The best of times

More than a decade into their career, Dropkick Murphys accept success — and pay tribute to the people and the city who helped them earn it
By MIKE MILIARD  |  September 7, 2007


VIDEO: An excerpt from an interview with the Dropkick Murphys. Video by Rod Webber. Courtesy of Greyson Welch, Ketchabrick Productions.

Ken Casey and Al Barr...
On the importance of family and friends to the band.
On the difference between this album and the last one.

On why they founded their own record label.
On recording in Ireland with Dubliners legend Ronnie Drew.
On the Pogues’ Spider Stacy and Shane MacGowan.

On Boston Harbor’s Long Island, two miles out in Quincy Bay, the Curley Building stands hulking and decrepit. In the library, books tumble in piles, blanketed with dust and mold. The Art Deco auditorium is musty and rusted; holes in the roof illuminate a floor strewn with chunks of ceiling. It’s as if the place was evacuated in a hurry sometime in the 1930s and simply left to the raccoons, one of which decomposes unbothered in a corner.

Standing on a weatherworn stage framed by faded crimson curtains, the seven members of Dropkick Murphys are arrayed in stark tableau, black clad and casting long shadows on the piles of junk behind them. They’re here to film the video for “The State of Massachusetts,” the single from their new album, The Meanest of Times (Born & Bred, released on September 18), and as tall Tim Brennan plucks a tricky Celtic melody on his banjo, they lurch into motion.

Marc Orrell leaps and writhes, manhandling his heavy accordion. Guitarist James Lynch slouches stage left, unflappably cool. As drummer Matt Kelly roils with martial precision, adamantine Scruffy Wallace stands stolidly next to him, his bagpipes lacing the tumult with a piercing, mournful keen. Frontman Al Barr coils the microphone cord three times around his wrist and screams in bloody fury. Ken Casey, bass slung low, is the booming ballast.

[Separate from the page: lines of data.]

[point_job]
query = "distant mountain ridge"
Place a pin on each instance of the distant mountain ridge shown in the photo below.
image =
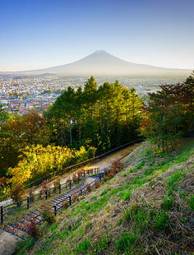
(102, 63)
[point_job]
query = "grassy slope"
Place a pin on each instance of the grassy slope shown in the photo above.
(148, 208)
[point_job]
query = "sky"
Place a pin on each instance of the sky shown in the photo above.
(42, 33)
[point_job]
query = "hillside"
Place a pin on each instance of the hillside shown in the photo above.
(147, 208)
(102, 63)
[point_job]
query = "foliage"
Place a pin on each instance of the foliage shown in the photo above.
(33, 230)
(17, 192)
(103, 116)
(16, 132)
(38, 162)
(169, 114)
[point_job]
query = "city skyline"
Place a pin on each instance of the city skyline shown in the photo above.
(36, 35)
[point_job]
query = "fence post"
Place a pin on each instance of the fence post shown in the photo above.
(55, 210)
(59, 188)
(46, 194)
(2, 215)
(70, 184)
(28, 202)
(69, 200)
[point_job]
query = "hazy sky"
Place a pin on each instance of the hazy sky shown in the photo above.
(42, 33)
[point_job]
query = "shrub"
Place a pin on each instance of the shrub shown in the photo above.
(16, 193)
(125, 242)
(33, 230)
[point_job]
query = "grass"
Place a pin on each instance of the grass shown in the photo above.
(125, 242)
(168, 202)
(161, 220)
(91, 226)
(83, 247)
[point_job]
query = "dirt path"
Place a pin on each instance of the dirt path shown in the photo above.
(7, 243)
(106, 161)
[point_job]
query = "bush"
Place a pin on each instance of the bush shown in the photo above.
(125, 242)
(33, 230)
(16, 193)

It’s a mighty noise: the sound of seven men with an elemental, effortless working dynamic.

Nearby, a bunch of kids are playing. They chase each other in the shadows near the back of the auditorium and tiptoe trepidly into the maw of the stygian tunnel beneath the stage. Outside, they paw through a box of T-shirts, and grab at the McDonald’s trucked in for lunch. Given the dark decay of the locale and the deafening noise blasting from within, one might wonder what they’re doing here.

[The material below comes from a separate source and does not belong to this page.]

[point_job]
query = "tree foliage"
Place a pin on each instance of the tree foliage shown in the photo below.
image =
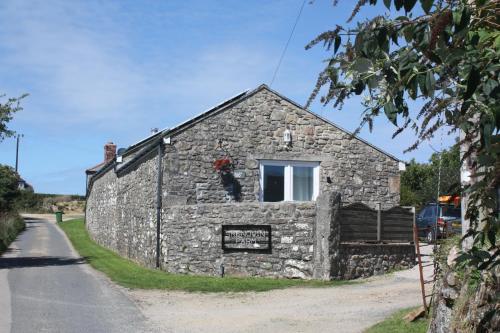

Dropkick Murphys are not your typical punk band. They’re a Boston punk band, an Irish one, with enormous families and armies of friends. And they always roll deep. Anyone who’s been to their mammoth, multi-night Saint Patrick’s Day shows and seen the stage ringed with mothers and fathers and daughters and sons and grandparents and godparents and cousins and friends of cousins knows this.

Those kids, scowling in scally caps and clip-on ties on the cover of The Meanest of Times? A pretty safe bet they weren’t hired from Central Casting.

In fact, Casey says, sitting in an air-conditioned trailer on a break from the video shoot, the theme of the record, woven throughout those thunderous chords, is family and friends — loyalty to them and loyalty from them. It happened almost by accident. “Al and I were talking one day [and realized] 11 or 12 songs on the album deal directly or indirectly [with] family.”